03/04/2026

A população de Paranaguá não merecia passar tantos anos sem o Desfiles das Escolas de Samba.

Por Joel Mattanó

Paranaguá resistiu em silêncio até o samba voltar à avenida.

Para quem ama o Carnaval, esse período foi marcado por tristeza, silêncio e saudade. Enquanto outras cidades, muitas vezes de menor expressão cultural e histórica, mantinham viva a tradição carnavalesca, Paranaguá uma cidade rica em cultura, identidade e história assistia de fora, sem entender por que o seu Carnaval havia sido interrompido.

O vazio deixado pela ausência dos desfiles das Escolas de Samba em Paranaguá

Foram anos difíceis para sambistas, comunidades e apaixonados pelas escolas de samba.

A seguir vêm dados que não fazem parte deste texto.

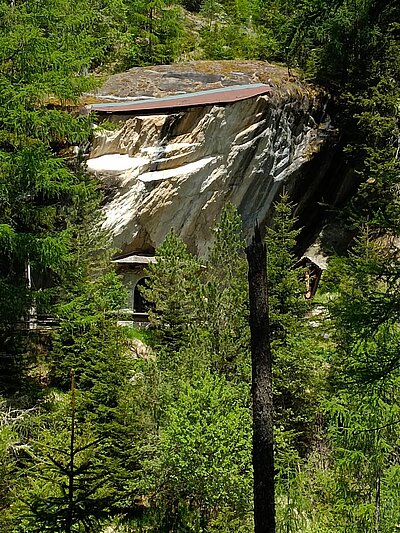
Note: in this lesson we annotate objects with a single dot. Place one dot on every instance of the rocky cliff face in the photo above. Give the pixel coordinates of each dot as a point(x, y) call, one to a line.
point(178, 170)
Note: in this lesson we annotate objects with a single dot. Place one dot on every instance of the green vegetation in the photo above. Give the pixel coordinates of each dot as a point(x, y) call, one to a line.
point(162, 443)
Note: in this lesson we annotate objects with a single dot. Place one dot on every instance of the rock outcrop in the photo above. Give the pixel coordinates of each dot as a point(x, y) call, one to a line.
point(177, 170)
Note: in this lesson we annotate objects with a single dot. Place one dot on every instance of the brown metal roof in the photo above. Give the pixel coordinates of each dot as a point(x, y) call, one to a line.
point(225, 95)
point(134, 259)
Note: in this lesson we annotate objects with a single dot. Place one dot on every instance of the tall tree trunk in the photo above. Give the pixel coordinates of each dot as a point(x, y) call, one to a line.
point(71, 467)
point(263, 453)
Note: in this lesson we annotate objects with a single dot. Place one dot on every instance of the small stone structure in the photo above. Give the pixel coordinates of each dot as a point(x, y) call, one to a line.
point(312, 275)
point(132, 268)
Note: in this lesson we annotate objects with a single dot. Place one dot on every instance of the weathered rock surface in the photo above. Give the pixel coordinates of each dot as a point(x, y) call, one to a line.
point(178, 170)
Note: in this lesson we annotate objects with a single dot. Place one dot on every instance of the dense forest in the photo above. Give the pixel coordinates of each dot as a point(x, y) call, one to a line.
point(112, 429)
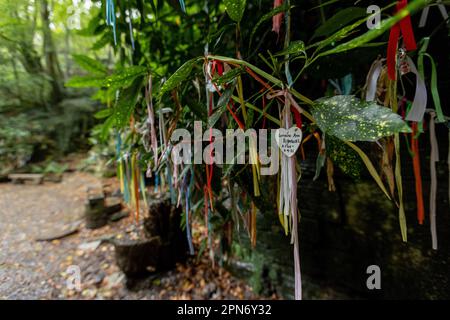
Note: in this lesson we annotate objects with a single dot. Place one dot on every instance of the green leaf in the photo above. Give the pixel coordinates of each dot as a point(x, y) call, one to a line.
point(339, 20)
point(179, 76)
point(235, 9)
point(105, 129)
point(124, 77)
point(373, 172)
point(228, 76)
point(295, 48)
point(103, 113)
point(344, 157)
point(103, 41)
point(85, 82)
point(126, 103)
point(351, 119)
point(89, 64)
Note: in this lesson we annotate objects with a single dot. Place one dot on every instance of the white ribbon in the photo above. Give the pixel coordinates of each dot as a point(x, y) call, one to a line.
point(434, 157)
point(372, 79)
point(420, 99)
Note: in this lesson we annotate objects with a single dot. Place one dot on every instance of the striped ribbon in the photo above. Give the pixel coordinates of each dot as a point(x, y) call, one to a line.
point(111, 17)
point(434, 157)
point(403, 27)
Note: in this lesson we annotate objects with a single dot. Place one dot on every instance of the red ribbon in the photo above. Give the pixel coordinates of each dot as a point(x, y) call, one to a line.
point(403, 27)
point(297, 117)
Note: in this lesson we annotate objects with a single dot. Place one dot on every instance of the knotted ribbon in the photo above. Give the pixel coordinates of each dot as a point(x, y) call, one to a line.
point(111, 18)
point(403, 27)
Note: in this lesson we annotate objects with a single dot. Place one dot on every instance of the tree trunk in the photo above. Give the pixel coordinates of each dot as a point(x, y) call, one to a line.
point(51, 58)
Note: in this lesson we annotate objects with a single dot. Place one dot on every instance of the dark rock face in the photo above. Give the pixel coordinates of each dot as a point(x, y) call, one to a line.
point(161, 244)
point(344, 232)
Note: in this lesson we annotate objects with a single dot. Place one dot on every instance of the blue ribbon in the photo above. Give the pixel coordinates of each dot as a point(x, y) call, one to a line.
point(183, 6)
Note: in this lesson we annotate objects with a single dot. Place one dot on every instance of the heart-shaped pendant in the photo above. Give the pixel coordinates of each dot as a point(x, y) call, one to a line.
point(289, 140)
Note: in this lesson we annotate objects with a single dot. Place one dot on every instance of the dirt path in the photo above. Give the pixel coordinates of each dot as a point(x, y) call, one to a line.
point(31, 269)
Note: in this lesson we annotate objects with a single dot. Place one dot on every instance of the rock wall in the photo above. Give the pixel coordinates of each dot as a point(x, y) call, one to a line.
point(343, 232)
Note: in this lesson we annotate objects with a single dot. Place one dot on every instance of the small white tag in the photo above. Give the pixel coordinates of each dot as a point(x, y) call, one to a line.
point(289, 140)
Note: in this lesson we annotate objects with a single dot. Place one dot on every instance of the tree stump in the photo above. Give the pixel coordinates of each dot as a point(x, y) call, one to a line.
point(95, 213)
point(159, 242)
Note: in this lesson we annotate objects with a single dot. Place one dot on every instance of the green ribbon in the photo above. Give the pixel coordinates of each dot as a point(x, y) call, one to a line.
point(434, 90)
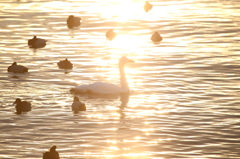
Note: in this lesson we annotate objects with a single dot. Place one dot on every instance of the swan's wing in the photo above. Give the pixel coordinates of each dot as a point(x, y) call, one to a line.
point(101, 88)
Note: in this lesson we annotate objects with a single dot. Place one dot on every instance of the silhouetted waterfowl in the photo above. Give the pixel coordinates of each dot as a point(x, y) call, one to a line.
point(156, 37)
point(36, 42)
point(77, 105)
point(147, 6)
point(22, 106)
point(51, 154)
point(107, 88)
point(15, 68)
point(73, 21)
point(65, 64)
point(110, 34)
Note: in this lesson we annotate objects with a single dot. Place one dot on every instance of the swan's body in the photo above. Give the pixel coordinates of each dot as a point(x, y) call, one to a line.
point(36, 42)
point(65, 64)
point(110, 34)
point(51, 154)
point(147, 6)
point(104, 87)
point(77, 105)
point(15, 68)
point(22, 106)
point(156, 37)
point(73, 21)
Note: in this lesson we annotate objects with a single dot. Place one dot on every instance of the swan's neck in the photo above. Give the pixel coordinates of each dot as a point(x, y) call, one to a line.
point(123, 80)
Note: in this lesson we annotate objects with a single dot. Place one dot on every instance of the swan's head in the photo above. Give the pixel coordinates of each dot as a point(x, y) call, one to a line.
point(123, 60)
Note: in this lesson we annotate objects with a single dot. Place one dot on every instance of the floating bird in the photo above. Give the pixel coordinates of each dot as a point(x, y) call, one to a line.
point(110, 34)
point(77, 105)
point(156, 37)
point(65, 64)
point(36, 42)
point(73, 21)
point(106, 88)
point(51, 154)
point(22, 106)
point(15, 68)
point(147, 6)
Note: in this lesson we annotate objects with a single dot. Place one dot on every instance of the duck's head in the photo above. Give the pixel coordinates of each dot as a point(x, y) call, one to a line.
point(14, 63)
point(17, 101)
point(124, 60)
point(53, 148)
point(75, 99)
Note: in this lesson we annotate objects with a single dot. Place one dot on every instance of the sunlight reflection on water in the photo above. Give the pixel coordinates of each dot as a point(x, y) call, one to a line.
point(184, 90)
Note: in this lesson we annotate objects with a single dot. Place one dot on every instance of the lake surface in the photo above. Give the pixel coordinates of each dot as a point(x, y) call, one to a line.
point(185, 96)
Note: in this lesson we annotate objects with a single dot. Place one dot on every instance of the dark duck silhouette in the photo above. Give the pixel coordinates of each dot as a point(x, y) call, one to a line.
point(15, 68)
point(36, 42)
point(147, 6)
point(22, 106)
point(156, 37)
point(65, 64)
point(110, 34)
point(51, 154)
point(77, 105)
point(73, 21)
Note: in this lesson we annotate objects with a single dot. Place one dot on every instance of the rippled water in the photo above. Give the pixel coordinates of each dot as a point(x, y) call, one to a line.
point(185, 90)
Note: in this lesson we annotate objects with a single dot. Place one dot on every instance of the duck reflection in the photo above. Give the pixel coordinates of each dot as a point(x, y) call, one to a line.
point(124, 98)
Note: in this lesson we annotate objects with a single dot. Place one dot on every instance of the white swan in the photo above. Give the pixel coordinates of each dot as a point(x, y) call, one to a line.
point(107, 88)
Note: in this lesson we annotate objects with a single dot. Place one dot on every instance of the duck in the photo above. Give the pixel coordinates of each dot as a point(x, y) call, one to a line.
point(36, 42)
point(147, 6)
point(73, 21)
point(110, 34)
point(51, 154)
point(15, 68)
point(65, 64)
point(104, 88)
point(22, 106)
point(77, 105)
point(156, 37)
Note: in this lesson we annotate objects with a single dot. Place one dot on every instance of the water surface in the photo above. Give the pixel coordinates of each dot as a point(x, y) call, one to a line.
point(184, 91)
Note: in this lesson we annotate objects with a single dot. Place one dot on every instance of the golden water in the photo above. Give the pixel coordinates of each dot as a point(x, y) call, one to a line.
point(185, 90)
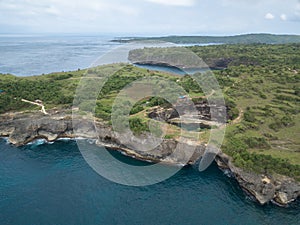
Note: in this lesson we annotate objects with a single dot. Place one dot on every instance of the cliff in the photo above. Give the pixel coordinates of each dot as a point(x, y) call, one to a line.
point(21, 128)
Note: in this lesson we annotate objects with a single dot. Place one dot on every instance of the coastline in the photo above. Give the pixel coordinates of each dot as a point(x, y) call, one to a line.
point(21, 129)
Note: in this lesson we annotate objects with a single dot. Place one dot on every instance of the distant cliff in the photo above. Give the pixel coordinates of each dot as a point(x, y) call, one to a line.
point(237, 39)
point(21, 128)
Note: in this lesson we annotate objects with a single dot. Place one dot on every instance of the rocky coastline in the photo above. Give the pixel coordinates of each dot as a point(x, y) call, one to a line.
point(22, 128)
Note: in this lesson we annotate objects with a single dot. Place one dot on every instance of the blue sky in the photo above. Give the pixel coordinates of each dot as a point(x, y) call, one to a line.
point(150, 17)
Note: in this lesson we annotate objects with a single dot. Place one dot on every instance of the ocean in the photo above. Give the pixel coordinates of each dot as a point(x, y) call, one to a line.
point(52, 183)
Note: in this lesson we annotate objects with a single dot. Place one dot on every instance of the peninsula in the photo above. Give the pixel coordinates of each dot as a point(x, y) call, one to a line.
point(260, 84)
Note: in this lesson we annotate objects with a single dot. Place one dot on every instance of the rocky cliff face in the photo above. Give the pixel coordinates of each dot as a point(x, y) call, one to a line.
point(281, 190)
point(21, 128)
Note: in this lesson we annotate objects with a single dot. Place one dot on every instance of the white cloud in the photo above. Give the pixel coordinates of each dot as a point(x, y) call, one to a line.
point(269, 16)
point(174, 2)
point(283, 17)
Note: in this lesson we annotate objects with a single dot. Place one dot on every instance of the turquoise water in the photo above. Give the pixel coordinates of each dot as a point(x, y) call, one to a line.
point(38, 54)
point(52, 184)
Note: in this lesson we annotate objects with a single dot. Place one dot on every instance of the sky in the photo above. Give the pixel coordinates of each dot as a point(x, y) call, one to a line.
point(150, 17)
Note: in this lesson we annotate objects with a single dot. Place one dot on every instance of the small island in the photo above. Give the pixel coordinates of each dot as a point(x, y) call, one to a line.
point(261, 86)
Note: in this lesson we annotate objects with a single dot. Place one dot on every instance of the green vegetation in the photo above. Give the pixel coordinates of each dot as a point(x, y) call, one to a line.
point(261, 85)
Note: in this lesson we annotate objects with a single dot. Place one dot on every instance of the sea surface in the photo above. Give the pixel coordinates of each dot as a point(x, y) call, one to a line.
point(53, 184)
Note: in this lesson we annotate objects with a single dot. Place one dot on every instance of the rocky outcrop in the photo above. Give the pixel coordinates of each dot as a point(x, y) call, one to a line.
point(21, 128)
point(24, 128)
point(280, 189)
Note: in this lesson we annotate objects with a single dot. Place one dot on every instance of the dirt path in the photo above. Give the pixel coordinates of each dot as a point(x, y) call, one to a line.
point(239, 118)
point(38, 104)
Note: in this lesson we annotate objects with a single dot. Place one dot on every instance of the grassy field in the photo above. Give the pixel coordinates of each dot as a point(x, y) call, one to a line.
point(261, 81)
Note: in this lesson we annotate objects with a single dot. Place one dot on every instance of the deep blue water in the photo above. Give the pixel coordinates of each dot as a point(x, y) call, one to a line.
point(52, 184)
point(35, 55)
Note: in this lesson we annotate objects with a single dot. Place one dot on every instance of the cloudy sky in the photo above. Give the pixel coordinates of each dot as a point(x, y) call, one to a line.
point(150, 17)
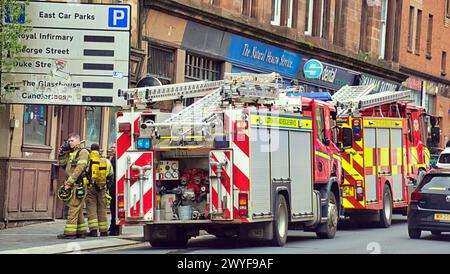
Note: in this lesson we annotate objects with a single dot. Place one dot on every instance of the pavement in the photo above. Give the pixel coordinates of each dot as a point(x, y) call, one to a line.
point(41, 239)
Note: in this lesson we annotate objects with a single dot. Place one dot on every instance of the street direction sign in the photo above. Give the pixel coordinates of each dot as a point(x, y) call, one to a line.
point(76, 54)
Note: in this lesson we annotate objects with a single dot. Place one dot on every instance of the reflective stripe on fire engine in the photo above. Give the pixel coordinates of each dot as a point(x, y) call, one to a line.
point(383, 123)
point(322, 155)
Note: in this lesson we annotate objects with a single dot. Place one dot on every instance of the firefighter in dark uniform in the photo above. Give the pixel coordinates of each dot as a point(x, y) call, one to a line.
point(75, 160)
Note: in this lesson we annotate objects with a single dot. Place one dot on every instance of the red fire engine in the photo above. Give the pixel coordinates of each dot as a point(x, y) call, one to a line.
point(244, 160)
point(386, 155)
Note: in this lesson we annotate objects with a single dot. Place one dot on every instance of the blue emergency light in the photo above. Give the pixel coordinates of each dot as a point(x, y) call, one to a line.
point(324, 96)
point(144, 143)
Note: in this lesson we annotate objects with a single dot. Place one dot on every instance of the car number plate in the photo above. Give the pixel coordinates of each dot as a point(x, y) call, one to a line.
point(442, 217)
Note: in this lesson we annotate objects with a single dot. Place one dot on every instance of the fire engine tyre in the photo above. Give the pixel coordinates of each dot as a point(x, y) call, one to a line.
point(331, 224)
point(386, 212)
point(280, 224)
point(414, 233)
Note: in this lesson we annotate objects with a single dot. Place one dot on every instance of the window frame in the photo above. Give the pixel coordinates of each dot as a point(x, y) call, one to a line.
point(309, 9)
point(418, 31)
point(444, 63)
point(276, 13)
point(26, 147)
point(430, 35)
point(383, 29)
point(411, 28)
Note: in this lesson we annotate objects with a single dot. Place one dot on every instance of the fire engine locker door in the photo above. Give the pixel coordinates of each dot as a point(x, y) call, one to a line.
point(300, 166)
point(397, 163)
point(383, 156)
point(138, 186)
point(221, 184)
point(371, 180)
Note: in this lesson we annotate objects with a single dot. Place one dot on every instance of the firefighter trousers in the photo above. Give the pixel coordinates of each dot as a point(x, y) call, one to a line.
point(96, 208)
point(75, 219)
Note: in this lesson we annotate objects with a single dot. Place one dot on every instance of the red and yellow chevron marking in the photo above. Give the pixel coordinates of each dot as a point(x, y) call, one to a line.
point(241, 165)
point(353, 166)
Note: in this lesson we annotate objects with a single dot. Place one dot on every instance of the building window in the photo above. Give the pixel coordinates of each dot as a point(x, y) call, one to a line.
point(309, 17)
point(410, 28)
point(290, 13)
point(160, 63)
point(35, 124)
point(429, 35)
point(276, 12)
point(339, 18)
point(383, 21)
point(325, 19)
point(448, 8)
point(418, 31)
point(444, 63)
point(247, 8)
point(93, 125)
point(112, 125)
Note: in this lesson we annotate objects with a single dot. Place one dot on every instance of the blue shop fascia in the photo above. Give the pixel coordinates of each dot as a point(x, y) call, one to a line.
point(249, 55)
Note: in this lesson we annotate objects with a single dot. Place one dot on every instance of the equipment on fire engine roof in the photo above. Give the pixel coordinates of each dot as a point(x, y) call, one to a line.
point(350, 99)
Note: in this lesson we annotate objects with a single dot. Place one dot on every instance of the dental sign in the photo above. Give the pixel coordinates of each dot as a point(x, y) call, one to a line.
point(75, 54)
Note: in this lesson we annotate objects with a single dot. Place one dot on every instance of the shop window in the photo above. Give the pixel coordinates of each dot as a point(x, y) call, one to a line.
point(112, 125)
point(35, 125)
point(410, 28)
point(383, 27)
point(161, 63)
point(276, 12)
point(201, 68)
point(418, 31)
point(429, 35)
point(247, 7)
point(93, 125)
point(309, 12)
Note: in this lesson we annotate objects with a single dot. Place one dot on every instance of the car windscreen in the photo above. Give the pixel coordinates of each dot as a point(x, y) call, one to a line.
point(435, 182)
point(444, 159)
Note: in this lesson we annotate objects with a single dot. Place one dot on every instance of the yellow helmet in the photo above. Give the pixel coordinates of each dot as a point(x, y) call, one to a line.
point(63, 194)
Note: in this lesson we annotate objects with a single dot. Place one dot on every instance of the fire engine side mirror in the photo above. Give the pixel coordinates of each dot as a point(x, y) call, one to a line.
point(347, 137)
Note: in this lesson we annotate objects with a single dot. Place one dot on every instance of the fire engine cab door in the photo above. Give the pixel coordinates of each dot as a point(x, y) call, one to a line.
point(221, 185)
point(138, 188)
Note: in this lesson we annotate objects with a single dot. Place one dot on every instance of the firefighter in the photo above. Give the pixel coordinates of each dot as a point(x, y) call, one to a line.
point(114, 229)
point(74, 159)
point(99, 173)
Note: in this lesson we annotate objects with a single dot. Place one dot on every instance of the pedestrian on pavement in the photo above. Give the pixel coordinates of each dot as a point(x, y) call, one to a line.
point(75, 160)
point(99, 171)
point(114, 229)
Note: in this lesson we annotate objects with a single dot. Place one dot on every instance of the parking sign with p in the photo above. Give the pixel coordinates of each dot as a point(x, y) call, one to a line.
point(118, 18)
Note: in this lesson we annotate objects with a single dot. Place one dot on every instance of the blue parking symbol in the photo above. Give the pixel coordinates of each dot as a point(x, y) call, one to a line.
point(118, 17)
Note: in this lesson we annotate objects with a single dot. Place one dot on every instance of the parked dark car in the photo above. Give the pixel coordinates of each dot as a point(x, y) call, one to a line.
point(429, 208)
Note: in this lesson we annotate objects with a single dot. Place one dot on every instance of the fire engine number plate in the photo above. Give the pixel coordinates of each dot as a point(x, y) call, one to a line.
point(348, 191)
point(442, 217)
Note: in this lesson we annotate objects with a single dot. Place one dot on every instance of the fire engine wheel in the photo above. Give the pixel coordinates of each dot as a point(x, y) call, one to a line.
point(331, 224)
point(280, 224)
point(386, 212)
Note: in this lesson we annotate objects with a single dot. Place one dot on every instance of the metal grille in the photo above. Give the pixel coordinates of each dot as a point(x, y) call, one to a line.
point(160, 62)
point(201, 68)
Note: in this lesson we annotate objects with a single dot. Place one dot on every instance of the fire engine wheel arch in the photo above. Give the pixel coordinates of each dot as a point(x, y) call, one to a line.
point(386, 212)
point(330, 193)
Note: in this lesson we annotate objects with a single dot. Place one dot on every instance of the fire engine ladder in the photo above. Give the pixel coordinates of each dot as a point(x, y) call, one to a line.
point(236, 87)
point(145, 95)
point(350, 99)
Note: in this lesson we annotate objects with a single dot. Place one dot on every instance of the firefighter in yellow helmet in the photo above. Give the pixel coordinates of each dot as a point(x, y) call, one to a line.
point(75, 160)
point(100, 173)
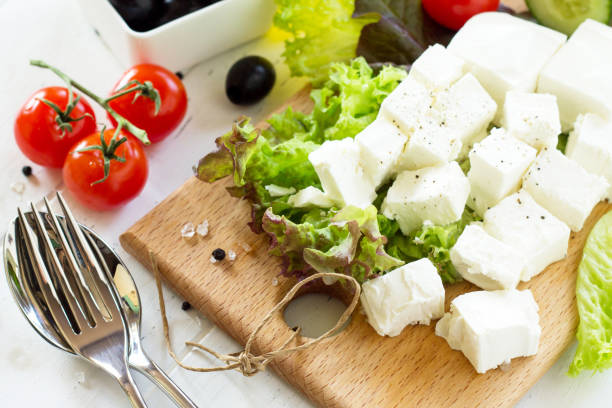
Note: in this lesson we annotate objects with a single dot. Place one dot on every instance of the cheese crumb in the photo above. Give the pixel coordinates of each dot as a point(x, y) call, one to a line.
point(188, 230)
point(202, 229)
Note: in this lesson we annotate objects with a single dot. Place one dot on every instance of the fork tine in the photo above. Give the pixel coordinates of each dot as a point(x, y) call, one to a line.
point(57, 270)
point(82, 287)
point(41, 275)
point(101, 281)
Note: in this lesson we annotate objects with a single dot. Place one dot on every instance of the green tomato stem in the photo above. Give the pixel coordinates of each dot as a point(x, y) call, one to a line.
point(121, 121)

Pessoas que passam o ano inteiro esperando esse momento, que vivem o Carnaval muito além de fevereiro, sentiram a dor de não ver suas cores na avenida, seus sambas ecoando, suas bandeiras tremulando. Faltava o brilho, faltava o batuque, faltava a emoção que só o desfile das escolas de samba é capaz de proporcionar.

O Carnaval é mais do que festa: é pertencimento, é memória, é resistência cultural. Em uma cidade turística como Paranaguá, com tradição reconhecida e que sempre atraiu visitantes de todo o Paraná para assistir aos desfiles, a ausência do evento representou uma perda cultural e emocional para toda a população.

Após seis anos, essa espera chega ao fim. No dia 15 de fevereiro (domingo), a partir das 20h, na Rua da Praia, Paranaguá volta a pulsar no ritmo do samba com o retorno oficial do desfile das escolas de samba.

O evento é realizado pela Prefeitura de Paranaguá, por meio da Secretaria Municipal de Cultura e Turismo (Secultur), em parceria com a Associação das Escolas de Samba de Paranaguá (AESP).

Quatro escolas entram na avenida para disputar o título e, principalmente, para devolver à cidade aquilo que nunca deveria ter sido tirado: União da Ilha dos Valadares, Leão da Estradinha, Unidos da Ponta do Caju e Filhos da Gaviões.

As agremiações vivem um período intenso de preparação, com sambas-enredo, ensaios constantes e comunidades mobilizadas. Cada fantasia costurada, cada passo ensaiado e cada batida de tambor carregam anos de espera, de esperança e de amor.

O amor que entra na avenida

Representar uma escola de samba não é apenas desfilar. É carregar no peito a história da comunidade, é honrar quem veio antes, é transformar suor em brilho e saudade em alegria. É esperar o ano inteiro por alguns minutos na avenida, onde o coração bate no compasso da bateria e a emoção toma conta de quem desfila e de quem assiste.

Quando a escola entra, não é só samba que passa, passa a vida de quem nunca deixou de acreditar no Carnaval de Paranaguá.